# A Prayer for Mobey (non GSD)



## Sasha2008 (Feb 19, 2008)

My handsome, spirited fearless 3 year old MinPin was hit by a car in October of 2006. He rests in our backyard and I have always intended to honor his memory in some way. I feel this forum is a fitting place to do it as people here understand the pain that comes with losing a beloved pet. He was not a GSD but he had the spirit of one, he may have only been 10 lbs but in his mind he was 100 lbs









I love you my little Moboo boy, in your 3 short years you gave me a lifetime of memories , smiles and laughter. I hope there are never ending "cheerios" and "bologna" where you are










Look not where I was
For I am not there
My spirit is free
I am everywhere

In the air that you breathe
In the sounds that you hear
Don't cry for me Mom
My spirit is near

I'll watch for you
From the other side
I'll be the one running
New friends by my side

Smile at my memory
Remember in your heart
This isn't the end
It's a brand new start.

Love Mom, your sister Skye, and your new brother Bogart who I know you would love


----------



## tibvixie101 (Nov 26, 2007)

Run free sweet boy.


----------



## raysmom (May 22, 2004)

Mobey sounds like he was a wonderful boy - rest in peace, Mobey


----------



## LadyHawk (Jan 19, 2005)

I am sorry that you lost your sweet boy- but happy for you that you were fortunate enough to have him in your life.......

Peace to you.


----------



## AllisonS (Oct 16, 2007)

I'm so sorry for your loss.


----------



## arycrest (Feb 28, 2006)

I'm so sorry for your loss.
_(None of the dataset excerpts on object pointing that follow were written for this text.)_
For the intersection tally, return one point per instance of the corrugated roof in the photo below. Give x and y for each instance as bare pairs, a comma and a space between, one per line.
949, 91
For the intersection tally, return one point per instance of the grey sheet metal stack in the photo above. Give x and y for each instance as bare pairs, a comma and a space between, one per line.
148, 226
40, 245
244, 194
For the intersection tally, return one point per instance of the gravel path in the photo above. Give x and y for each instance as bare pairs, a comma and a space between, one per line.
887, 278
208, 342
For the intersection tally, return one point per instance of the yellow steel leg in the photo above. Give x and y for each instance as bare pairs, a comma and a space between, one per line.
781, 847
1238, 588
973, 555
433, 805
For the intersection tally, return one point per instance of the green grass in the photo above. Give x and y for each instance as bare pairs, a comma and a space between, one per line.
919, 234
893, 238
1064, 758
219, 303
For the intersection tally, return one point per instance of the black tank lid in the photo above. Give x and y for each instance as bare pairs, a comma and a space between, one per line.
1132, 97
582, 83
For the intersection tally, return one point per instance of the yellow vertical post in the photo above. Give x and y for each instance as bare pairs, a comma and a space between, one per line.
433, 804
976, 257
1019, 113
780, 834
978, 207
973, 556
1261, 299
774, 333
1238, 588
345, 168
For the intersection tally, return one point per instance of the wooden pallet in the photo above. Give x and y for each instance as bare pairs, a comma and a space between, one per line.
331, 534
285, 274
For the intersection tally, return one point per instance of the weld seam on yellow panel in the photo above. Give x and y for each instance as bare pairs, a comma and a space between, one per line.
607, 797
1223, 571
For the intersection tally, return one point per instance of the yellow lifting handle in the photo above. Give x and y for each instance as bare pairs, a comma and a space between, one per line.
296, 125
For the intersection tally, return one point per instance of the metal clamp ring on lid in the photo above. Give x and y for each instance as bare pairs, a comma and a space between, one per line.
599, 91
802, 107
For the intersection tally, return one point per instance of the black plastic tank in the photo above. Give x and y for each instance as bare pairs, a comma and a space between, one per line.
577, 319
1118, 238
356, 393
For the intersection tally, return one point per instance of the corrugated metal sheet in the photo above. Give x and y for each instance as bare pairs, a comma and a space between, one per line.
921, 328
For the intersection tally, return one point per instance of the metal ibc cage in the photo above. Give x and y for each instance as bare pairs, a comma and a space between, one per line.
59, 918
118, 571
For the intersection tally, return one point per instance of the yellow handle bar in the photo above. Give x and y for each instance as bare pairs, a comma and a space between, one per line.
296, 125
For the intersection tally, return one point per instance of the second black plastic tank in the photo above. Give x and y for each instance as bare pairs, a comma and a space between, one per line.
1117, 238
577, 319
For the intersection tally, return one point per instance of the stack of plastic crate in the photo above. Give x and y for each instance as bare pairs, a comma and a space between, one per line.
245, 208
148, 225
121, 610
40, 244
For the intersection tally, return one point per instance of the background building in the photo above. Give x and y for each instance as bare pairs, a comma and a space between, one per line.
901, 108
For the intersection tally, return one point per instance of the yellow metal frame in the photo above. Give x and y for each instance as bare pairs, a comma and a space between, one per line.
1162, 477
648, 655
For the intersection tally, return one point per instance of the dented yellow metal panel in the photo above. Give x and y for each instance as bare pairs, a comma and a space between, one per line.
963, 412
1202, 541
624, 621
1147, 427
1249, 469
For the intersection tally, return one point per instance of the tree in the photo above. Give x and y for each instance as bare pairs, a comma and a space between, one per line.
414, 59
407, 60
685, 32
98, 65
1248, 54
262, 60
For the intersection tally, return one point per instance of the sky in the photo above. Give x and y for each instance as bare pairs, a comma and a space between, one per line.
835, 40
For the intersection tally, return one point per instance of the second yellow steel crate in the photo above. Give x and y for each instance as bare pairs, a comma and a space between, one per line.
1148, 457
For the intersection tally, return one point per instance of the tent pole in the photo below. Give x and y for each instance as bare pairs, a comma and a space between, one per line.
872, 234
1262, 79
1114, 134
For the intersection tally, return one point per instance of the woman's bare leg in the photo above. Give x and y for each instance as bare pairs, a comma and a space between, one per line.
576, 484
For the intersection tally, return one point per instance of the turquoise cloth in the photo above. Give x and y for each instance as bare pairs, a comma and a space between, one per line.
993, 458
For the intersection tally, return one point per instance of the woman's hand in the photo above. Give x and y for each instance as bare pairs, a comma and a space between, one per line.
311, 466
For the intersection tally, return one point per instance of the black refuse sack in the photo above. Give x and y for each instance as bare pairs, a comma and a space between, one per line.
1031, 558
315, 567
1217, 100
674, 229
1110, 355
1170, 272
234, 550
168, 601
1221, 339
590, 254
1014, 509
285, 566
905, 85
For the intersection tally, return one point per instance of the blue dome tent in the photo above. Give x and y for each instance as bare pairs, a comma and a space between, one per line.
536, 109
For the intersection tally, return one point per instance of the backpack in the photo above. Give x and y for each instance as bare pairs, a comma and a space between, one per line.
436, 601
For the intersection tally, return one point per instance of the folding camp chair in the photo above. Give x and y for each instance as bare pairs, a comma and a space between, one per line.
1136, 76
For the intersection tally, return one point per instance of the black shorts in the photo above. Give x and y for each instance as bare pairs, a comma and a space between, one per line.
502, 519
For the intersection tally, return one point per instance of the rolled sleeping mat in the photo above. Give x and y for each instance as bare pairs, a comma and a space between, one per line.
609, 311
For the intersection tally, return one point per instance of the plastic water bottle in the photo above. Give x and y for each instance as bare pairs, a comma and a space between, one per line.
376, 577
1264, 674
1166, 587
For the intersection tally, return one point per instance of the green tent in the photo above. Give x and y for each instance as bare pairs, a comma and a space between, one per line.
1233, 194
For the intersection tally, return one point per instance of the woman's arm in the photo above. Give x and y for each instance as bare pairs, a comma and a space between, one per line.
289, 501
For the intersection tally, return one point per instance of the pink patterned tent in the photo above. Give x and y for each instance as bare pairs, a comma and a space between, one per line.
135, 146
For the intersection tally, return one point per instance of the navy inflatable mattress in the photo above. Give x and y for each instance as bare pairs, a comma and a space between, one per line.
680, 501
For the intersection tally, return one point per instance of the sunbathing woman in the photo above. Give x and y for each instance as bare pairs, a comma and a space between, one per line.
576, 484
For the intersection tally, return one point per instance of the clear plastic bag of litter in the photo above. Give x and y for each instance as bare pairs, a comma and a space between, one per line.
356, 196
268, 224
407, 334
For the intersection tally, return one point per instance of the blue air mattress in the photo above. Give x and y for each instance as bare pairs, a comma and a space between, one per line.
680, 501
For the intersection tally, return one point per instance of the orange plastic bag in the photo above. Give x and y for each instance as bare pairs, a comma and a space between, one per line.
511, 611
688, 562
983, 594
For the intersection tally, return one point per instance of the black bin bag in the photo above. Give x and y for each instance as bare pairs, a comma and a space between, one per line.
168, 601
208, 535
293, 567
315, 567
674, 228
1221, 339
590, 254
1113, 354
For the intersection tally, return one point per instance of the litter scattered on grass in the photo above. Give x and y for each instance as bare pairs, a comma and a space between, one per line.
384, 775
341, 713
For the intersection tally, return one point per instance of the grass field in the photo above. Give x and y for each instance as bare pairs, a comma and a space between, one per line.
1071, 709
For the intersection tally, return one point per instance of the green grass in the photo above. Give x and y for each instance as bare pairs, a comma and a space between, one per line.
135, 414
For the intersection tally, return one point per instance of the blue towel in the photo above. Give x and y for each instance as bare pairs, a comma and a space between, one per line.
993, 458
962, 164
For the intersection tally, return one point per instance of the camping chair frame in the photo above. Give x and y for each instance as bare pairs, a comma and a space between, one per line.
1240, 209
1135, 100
Rest in Peace Mobey!!!








*DO NOT CRY * 
Do not stand at my grave and weep,
I am not there; I do not sleep.
I am a thousand winds that blow;
I am the diamond glints on snow.
I am the sunlight on ripened grain;
I am the gentle autumn's rain.
When you awaken in the morning hush,
I am the swift uplifting rush
Of quiet birds in circled flight.
I am the soft star that shines at night.
Do not stand at my grave and cry.
I am not there; I did not die.
-Mary Elizabeth Frye, 1932


----------